Öfkenin bu çağdaki görünümü, önceki çağlara göre farklı. 19.yy’da öfke biriktirilen ve örgütlenebilen bir güç olarak devrimlerin temel dinamiklerinden biri olabiliyordu, kolektif adalet duygusunun parçasıydı. Bugünse dağınık, yönsüz, bireysel. Politikleşmemiş öfke, yalnızca kendini yer. İçimizi kemiren bu kırgınlığı, yaratıcılığa, dayanışmaya ve ortak iyilik için harekete çevirmedikçe, hepimizin içi daha da yanacak.

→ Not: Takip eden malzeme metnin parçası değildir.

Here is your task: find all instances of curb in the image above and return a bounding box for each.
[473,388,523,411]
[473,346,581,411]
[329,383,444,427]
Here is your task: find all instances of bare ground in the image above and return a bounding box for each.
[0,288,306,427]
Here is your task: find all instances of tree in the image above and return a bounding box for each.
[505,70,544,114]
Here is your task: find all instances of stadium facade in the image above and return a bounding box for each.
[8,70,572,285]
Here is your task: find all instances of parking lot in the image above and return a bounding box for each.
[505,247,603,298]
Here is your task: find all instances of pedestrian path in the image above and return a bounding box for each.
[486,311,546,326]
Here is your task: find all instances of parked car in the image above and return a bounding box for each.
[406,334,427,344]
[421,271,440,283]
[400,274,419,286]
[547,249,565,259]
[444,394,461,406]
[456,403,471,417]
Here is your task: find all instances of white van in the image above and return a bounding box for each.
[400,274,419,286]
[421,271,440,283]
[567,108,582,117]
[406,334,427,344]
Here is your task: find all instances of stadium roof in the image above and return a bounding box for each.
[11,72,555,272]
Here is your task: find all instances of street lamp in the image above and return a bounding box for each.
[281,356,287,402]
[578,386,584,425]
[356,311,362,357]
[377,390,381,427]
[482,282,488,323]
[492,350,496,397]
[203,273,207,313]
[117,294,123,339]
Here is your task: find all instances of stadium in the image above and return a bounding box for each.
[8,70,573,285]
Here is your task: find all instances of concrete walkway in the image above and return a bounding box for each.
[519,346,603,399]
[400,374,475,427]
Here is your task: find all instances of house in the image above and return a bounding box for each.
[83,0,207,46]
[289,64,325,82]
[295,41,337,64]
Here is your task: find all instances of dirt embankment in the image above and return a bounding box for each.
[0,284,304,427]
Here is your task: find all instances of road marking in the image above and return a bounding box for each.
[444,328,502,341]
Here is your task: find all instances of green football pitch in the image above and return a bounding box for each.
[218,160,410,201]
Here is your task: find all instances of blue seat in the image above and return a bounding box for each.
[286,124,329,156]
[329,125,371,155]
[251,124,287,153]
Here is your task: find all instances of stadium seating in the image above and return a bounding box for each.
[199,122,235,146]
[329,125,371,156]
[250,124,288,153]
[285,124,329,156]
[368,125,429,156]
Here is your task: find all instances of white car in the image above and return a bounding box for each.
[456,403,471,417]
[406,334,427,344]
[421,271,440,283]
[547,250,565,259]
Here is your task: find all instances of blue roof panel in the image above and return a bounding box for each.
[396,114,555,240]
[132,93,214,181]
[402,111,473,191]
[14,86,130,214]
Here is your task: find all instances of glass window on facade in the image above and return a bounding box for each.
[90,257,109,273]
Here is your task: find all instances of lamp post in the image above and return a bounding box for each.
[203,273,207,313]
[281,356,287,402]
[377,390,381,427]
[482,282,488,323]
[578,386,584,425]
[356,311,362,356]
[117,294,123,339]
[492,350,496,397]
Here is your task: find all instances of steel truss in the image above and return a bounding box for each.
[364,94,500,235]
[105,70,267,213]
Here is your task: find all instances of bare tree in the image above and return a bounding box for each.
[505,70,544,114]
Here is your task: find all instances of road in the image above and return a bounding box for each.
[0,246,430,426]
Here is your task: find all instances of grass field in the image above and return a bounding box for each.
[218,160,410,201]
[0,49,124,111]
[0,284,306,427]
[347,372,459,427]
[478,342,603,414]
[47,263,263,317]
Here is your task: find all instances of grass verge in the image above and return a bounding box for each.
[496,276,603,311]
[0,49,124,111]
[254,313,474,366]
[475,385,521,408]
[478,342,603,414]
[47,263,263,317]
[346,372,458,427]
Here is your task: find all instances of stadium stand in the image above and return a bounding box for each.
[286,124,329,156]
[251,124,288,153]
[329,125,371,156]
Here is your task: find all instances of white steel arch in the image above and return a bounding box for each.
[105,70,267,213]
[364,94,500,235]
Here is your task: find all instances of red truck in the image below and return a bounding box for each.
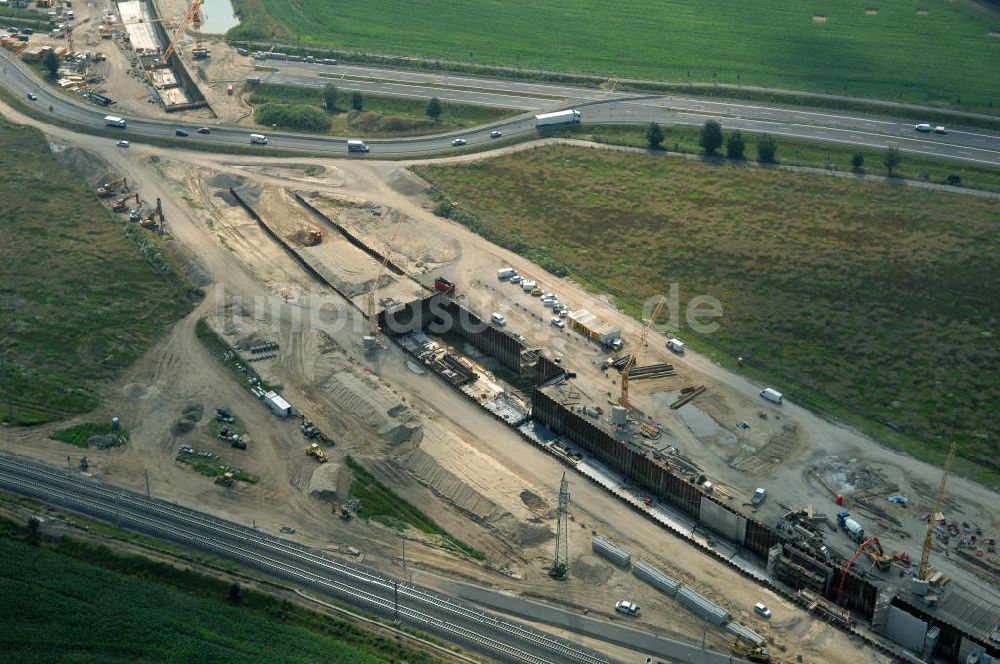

Bu öfke ve saldırganlık, korku ve kuşku atmosferi, tıpkı bir bebeğin kendi duygularını ifade etmesinin engellenmesi ve özgürlüğe uyum talebinin kısıtlanması durumunda olduğu gibi insanın zihni ve bedeni arasında bir kopukluğa neden oluyor. Derinleşme ya da dikkatini toplama becerisi zayıflayan insan, duygusal yaşamının dağılması ve parçalanmasıyla zihin-beden bütünlüğünü kaybederek dış dünyayı olduğundan daha ürkütücü bir şekilde deneyimliyor. Bu ürkütücü dış dünya, insanın kendisini boş, bağlantısız ve anlamsız hissetmesine neden oluyor. Bağımlılıklar, öfke ve saldırganlık bu yüzden salgın haline gelmiş durumda. Korku ve güvensizliği körükleyerek güç elde eden politikacılar, gerçekleri çarpıtan ya da inkâr eden medya ve tabii ki herkesi gözetim altına alan ve özel hayatları şekillendirmek için topladık verileri kullanan büyük teknoloji şirketleri bu salgını yaydıkça yayıyor.
Öfkeyi politik mücadelenin merkezine koyarak, başka bir biçimde yeniden sahiplenmek gerekiyor; bütün akışkan, kırılgan ve saldırgan hallerinden ayırıp, sevgiye ve adalete ulaşmanın bir aracına dönüştürerek.
Evet, kırılgan bir dünyadayız. Ama bu kırılganlık, aynı zamanda bir duyarlılık potansiyeli de taşıyor. Kendi öfkemizi anlamaya çalışmak, yalnızca kişisel değil, kolektif bir sorumluluk. Dünyaya yeniden inanmanın yolu, bu farkındalıktan geçiyor.